We hear much of special interest groups. Our concern must be for a special interest
group that has been too long neglected. It knows no sectional boundaries or ethnic
and racial divisions, and it crosses political party lines. It is made up of
men and women who raise our food, patrol our streets, man our mines and our factories,
teach our children, keep our homes, and heal us when we are sick—professionals,
industrialists, shopkeepers, clerks, cabbies, and truckdrivers. They are, in
short, "We the people," this breed called Americans....
We are a nation that has a government—not the other way around. And this
makes us special among the nations of the Earth. Our Government has no power
except that granted it by the people. It is time to check and reverse the growth
of government which shows signs of having grown beyond the consent of the governed.
It is my intention to curb the size and influence of the Federal establishment
and to demand recognition of the distinction between the powers granted to the
Federal Government and those reserved to the States or to the people. All of
us need to be reminded that the Federal Government did not create the States;
the States created the Federal Government....
If we look to the answer as to why, for so many years, we achieved so much, prospered
as no other people on Earth, it was because here, in this land, we unleashed
the energy and individual genius of man to a greater extent than has ever been
done before. Freedom and the dignity of the individual have been more available
and assured here than in any other place on Earth. The price for this freedom
at times has been high, but we have never been unwilling to pay that price....
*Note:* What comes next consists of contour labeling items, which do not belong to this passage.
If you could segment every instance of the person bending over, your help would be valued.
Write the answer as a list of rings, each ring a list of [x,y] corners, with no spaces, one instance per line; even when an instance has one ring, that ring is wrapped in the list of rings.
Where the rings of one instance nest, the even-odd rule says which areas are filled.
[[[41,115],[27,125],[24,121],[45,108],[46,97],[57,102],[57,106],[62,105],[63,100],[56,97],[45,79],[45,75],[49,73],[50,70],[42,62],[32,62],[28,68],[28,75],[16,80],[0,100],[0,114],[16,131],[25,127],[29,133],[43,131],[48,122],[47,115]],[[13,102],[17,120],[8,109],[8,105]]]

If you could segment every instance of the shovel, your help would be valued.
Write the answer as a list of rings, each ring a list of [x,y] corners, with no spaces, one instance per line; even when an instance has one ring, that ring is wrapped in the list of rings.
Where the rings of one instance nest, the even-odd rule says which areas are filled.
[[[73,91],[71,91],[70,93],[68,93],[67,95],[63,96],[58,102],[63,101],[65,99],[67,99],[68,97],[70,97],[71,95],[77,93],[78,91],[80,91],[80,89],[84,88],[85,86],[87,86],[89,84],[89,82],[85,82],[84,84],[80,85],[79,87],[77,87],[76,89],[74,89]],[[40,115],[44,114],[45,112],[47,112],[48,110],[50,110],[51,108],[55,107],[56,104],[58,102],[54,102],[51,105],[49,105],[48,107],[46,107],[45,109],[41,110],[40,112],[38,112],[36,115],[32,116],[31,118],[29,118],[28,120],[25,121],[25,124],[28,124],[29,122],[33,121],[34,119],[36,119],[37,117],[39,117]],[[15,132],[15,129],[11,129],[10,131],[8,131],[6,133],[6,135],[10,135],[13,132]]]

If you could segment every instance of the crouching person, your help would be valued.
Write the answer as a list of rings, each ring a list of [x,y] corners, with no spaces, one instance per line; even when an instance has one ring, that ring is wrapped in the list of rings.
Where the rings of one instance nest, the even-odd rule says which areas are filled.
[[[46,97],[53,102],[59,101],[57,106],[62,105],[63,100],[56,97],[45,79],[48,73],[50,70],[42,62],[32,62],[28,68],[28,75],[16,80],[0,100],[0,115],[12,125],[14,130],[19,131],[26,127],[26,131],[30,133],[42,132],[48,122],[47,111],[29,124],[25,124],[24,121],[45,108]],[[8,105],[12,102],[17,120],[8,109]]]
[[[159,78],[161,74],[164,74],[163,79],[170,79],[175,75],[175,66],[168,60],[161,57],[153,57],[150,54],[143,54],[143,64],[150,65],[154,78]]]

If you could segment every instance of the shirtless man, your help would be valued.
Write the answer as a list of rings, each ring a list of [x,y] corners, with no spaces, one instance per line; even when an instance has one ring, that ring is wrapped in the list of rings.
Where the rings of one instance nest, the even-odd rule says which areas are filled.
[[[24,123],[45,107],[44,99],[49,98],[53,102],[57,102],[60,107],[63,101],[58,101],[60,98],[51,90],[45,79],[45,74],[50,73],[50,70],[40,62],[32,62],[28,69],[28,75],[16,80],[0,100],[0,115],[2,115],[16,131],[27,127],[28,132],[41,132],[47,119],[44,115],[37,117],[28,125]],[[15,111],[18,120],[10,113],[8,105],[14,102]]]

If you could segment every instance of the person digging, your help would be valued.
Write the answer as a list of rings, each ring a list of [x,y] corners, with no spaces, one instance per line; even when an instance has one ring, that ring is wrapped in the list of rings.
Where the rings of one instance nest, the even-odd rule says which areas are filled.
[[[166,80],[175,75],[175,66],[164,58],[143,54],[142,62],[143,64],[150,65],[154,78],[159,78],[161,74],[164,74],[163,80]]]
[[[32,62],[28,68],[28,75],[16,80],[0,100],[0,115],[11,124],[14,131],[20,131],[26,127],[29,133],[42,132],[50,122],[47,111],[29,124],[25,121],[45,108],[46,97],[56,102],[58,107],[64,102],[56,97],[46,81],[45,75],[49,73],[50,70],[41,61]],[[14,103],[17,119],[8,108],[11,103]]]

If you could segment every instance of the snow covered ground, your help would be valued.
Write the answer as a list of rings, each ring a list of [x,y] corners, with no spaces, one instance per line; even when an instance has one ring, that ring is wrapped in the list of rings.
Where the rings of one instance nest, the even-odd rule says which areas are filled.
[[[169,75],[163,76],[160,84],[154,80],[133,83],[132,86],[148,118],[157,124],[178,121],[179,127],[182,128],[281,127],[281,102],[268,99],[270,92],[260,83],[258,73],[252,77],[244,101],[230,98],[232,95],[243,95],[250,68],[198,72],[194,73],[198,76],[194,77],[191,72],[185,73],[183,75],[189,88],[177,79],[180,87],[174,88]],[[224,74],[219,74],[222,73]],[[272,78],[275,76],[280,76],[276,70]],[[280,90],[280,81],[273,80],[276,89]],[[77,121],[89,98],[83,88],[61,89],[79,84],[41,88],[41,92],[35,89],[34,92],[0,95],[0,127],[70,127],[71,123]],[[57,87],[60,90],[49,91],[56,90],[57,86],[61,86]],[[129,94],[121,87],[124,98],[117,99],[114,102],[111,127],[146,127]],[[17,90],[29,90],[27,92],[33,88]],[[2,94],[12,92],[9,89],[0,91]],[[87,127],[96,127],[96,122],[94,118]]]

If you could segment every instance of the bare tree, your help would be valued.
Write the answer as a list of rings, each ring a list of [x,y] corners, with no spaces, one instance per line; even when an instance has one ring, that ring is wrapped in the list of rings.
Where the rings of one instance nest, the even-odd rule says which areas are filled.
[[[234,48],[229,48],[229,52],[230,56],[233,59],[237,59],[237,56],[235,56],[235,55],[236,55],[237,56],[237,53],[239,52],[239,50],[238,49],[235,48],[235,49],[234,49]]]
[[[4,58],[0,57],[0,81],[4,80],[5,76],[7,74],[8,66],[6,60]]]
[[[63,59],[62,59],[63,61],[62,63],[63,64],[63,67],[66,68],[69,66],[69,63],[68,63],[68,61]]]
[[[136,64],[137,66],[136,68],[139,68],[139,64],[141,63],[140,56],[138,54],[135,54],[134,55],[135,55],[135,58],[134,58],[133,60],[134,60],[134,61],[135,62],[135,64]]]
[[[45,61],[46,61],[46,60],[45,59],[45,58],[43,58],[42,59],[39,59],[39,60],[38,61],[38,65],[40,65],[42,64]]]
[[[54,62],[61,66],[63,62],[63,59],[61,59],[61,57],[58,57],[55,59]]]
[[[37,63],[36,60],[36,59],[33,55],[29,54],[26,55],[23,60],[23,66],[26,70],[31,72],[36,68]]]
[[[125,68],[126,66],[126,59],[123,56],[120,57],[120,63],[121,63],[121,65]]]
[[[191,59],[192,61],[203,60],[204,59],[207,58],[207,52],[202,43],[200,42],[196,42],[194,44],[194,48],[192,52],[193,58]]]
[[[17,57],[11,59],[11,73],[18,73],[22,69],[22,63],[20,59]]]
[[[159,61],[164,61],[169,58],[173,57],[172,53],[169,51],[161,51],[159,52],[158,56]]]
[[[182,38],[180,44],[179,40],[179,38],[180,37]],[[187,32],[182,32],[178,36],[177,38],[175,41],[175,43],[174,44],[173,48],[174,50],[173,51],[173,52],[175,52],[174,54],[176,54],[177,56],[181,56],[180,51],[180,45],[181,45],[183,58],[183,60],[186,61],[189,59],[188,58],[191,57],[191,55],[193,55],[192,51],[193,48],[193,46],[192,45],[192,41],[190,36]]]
Can we solve the problems confronting us? Well, the answer is an unequivocal
and emphatic "yes." To paraphrase Winston Churchill, I did not take
the oath I have just taken with the intention of presiding over the dissolution
of the world's strongest economy.
In the days ahead I will propose removing the roadblocks that have slowed our
economy and reduced productivity. Steps will be taken aimed at restoring the
balance between the various levels of government. Progress may be slow—measured
in inches and feet, not miles—but we will progress. Is it time to reawaken
this industrial giant, to get government back within its means, and to lighten
our punitive tax burden. And these will be our first priorities, and on these
principles, there will be no compromise.
On the eve of our struggle for independence a man who might have been one of
the greatest among the Founding Fathers, Dr. Joseph Warren, President of the
Massachusetts Congress, said to his fellow Americans, "Our country is in
danger, but not to be despaired of.... On you depend the fortunes of America.
You are to decide the important questions upon which rests the happiness and
the liberty of millions yet unborn. Act worthy of yourselves."
Well, I believe we, the Americans of today, are ready to act worthy of ourselves,
ready to do what must be done to ensure happiness and liberty for ourselves,
our children and our children's children.
And as we renew ourselves here in our own land, we will be seen as having greater
strength throughout the world. We will again be the exemplar of freedom and a
beacon of hope for those who do not now have freedom....
As for the enemies of freedom, those who are potential adversaries, they will
be reminded that peace is the highest aspiration of the American people. We will
negotiate for it, sacrifice for it; we will not surrender for it—now or
ever....Above all, we must realize that no arsenal, or no weapon in the arsenals
of the world, is so formidable as the will and moral courage of free men and
women. It is a weapon our adversaries in today's world do not have. It is a weapon
that we as Americans do have. Let that be understood by those who practice terrorism
and prey upon their neighbors....
The crisis we are facing today...does require, however, our best effort, and our willingness to believe in ourselves and to believe in our capacity to perform great deeds; to believe that together, with God's help, we can and will resolve the problems which now confront us. And, after all, why shouldn't we believe that? We are Americans. God bless you, and thank you.